I'd be nearly as depressed on the spinning front were it not for Piyush Chawla. It's hard to know how he'll turn out in the long run, but there's a keenness and fearlessness about him in the field that leads middle-aged men to hope for greatness. Murali Kartik must be the Yuvraj Singh of Indian slow bowling; Bishan Singh Bedi's very keen on him, but though we must defer to the great man it needs to be said that the tradition of left-arm spin Kartik represents leads back to Bapu Nadkarni not Bedi himself.

You can't help feeling that at the very moment that Twenty20 cricket, in the shape of the second IPL season, threatens to take centre-stage in world cricket because of its showbiz potential, its silly money and its compressed excitement, the Indian Test team is about to lose the star quality that sustained it in recent times. Ganguly's gone; now think of the Test team without Tendulkar, Dravid, Laxman and Kumble. You're left with one quality batsman, Virender Sehwag; one promising one who's yet to make his Test debut, Rohit Sharma; one spinner who occasionally runs through a side, Harbhajan Singh; and a bunch of interesting but injury-prone seamers.
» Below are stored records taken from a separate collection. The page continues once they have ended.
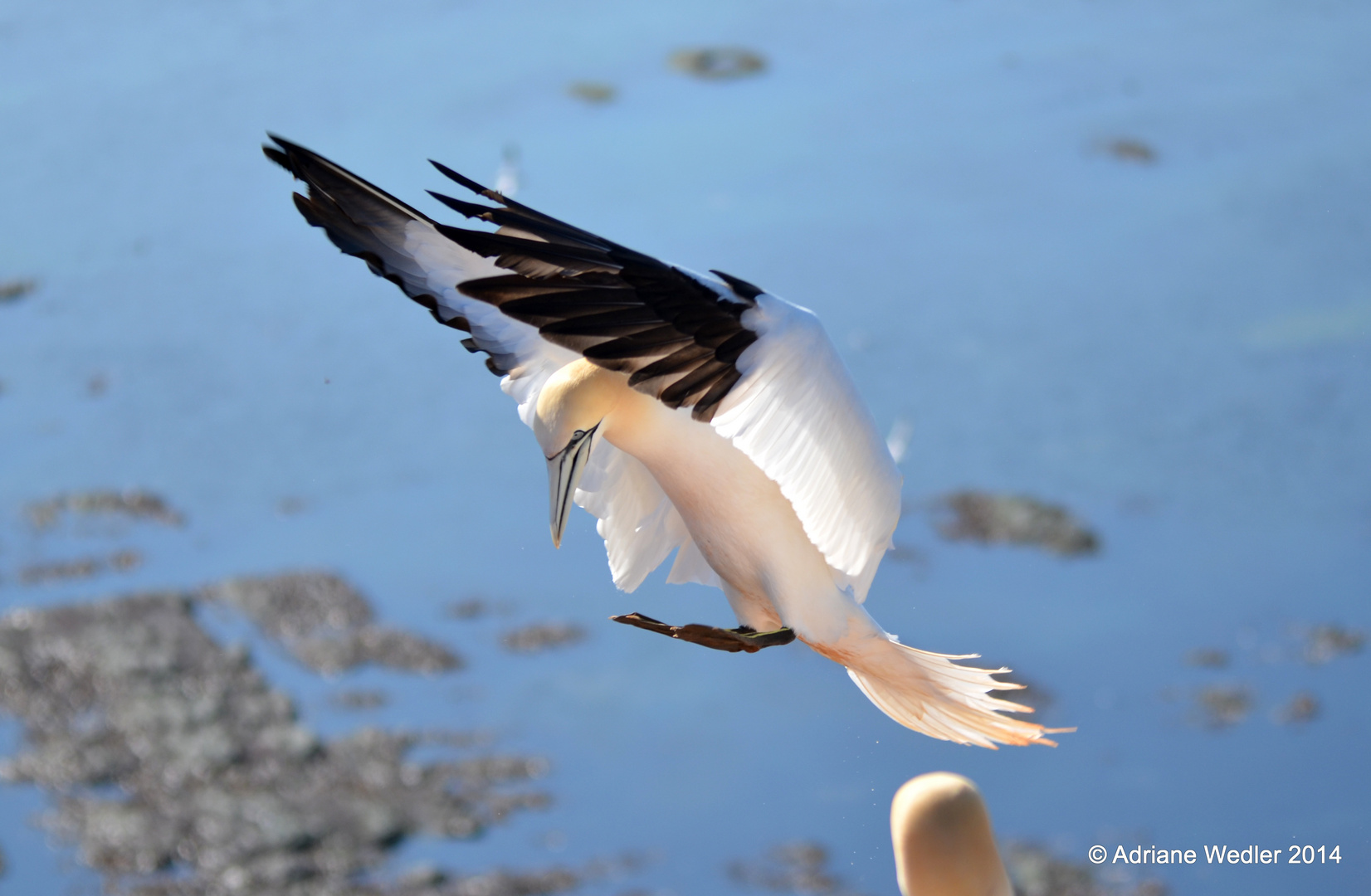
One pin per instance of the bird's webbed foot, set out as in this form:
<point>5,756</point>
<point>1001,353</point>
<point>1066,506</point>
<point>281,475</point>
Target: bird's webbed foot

Not the best ingredients with which to sustain interest in Test cricket at a time when the long game is under siege.

 
 
If we're at the end of Australia's modern heyday, we might well be looking at the end not of Test cricket but of its reign as the hegemonic form of the game
 

In contrast the limited-overs teams are full of exciting young players made for that format: Dhoni, Yuvraj, Raina, Robin Uthappa, Praveen Kumar, Rohit, the brothers Pathan - the list seems endless. If I were a young boy excited about cricket today, why would I follow the fortunes of a middling Test team packed with players of moderate ability once our veterans have retired, taking their glorious careers with them?
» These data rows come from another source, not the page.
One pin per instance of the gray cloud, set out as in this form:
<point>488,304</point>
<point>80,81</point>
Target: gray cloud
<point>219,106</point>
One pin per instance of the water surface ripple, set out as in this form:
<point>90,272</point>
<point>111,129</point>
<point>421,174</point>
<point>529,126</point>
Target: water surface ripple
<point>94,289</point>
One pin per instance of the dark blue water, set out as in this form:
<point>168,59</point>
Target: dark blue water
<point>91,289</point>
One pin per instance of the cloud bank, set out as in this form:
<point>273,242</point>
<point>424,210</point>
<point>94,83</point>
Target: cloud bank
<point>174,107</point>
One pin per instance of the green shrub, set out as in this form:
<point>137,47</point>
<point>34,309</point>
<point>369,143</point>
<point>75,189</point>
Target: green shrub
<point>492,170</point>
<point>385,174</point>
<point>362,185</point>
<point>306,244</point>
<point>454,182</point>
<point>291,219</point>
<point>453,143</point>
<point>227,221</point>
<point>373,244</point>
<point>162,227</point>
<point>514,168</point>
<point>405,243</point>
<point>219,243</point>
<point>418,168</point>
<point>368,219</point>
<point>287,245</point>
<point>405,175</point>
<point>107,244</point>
Worse still, the Australians, who single-handedly kept interest in Test cricket alive by geeing up the Test game, upping the run-rate, forcing results (generally wins for themselves), and nearly making the draw extinct, are themselves entering a period of ordinariness and decline. It's typical of the times that the most celebrated new entrant into the Australian Test squad is Shane Watson, the quintessential Twenty20 player, who made such a huge impression on the first season of the IPL. And I don't think Jason Krejza and Bryce McGain are going to take the Test world by storm simply because Australia have been scraping the barrel in search of spinners to replace Shane Warne and Stuart MacGill. It costs me to say it but this golden age of Australian cricket, from Mark Taylor to Ricky Ponting via Steve Waugh, through which they produced a whole regiment of modern greats, gave Test cricket a longer lease of the cricketing limelight than it might have had in the normal course of cricket history. If we're at the end of Australia's modern heyday, we might well be looking at the end, not of Test cricket, but of its reign as the hegemonic form of the game.
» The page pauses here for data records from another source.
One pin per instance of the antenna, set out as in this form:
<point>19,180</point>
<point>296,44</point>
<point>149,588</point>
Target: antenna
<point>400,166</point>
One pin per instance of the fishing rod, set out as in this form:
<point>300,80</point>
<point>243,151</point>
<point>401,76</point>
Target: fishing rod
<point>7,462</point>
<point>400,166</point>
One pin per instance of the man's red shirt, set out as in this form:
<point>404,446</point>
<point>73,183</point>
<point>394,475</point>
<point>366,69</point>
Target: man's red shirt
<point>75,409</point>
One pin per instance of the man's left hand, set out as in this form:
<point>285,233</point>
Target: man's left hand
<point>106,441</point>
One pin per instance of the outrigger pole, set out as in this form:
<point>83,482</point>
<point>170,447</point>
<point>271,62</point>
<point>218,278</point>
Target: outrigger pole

To anyone who followed cricket before one-day internationals became fixtures on the calendar, this Australian visit has a lovely old-fashioned air to it. It's a throwback to the old days when a tour meant a series of Test matches rather than a mix of Tests and one-day matches. The Australians are here to play Test matches alone: so for India, success or failure will hinge wholly on Test match performances. Unlike on our tour of Australia we won't be able to lose the Test series and console ourselves by winning a bunch of ODIs. After the tour ends on the 10th of November, India will return to playing truncated Test series made up of two or three matches, fitted in between limited-overs games. It's a sign of the times.

I hope I'm wrong about Test matches and their future, but I suspect I'm not. So I plan to squeeze this month of end-to-end Test cricket for all the juice the long game has to offer. I shall learn to love Ponting, cheer for Brett Lee, and applaud the enemy's centuries. They may be Aussies, but there's something about extinction that helps you love a game for its own sake.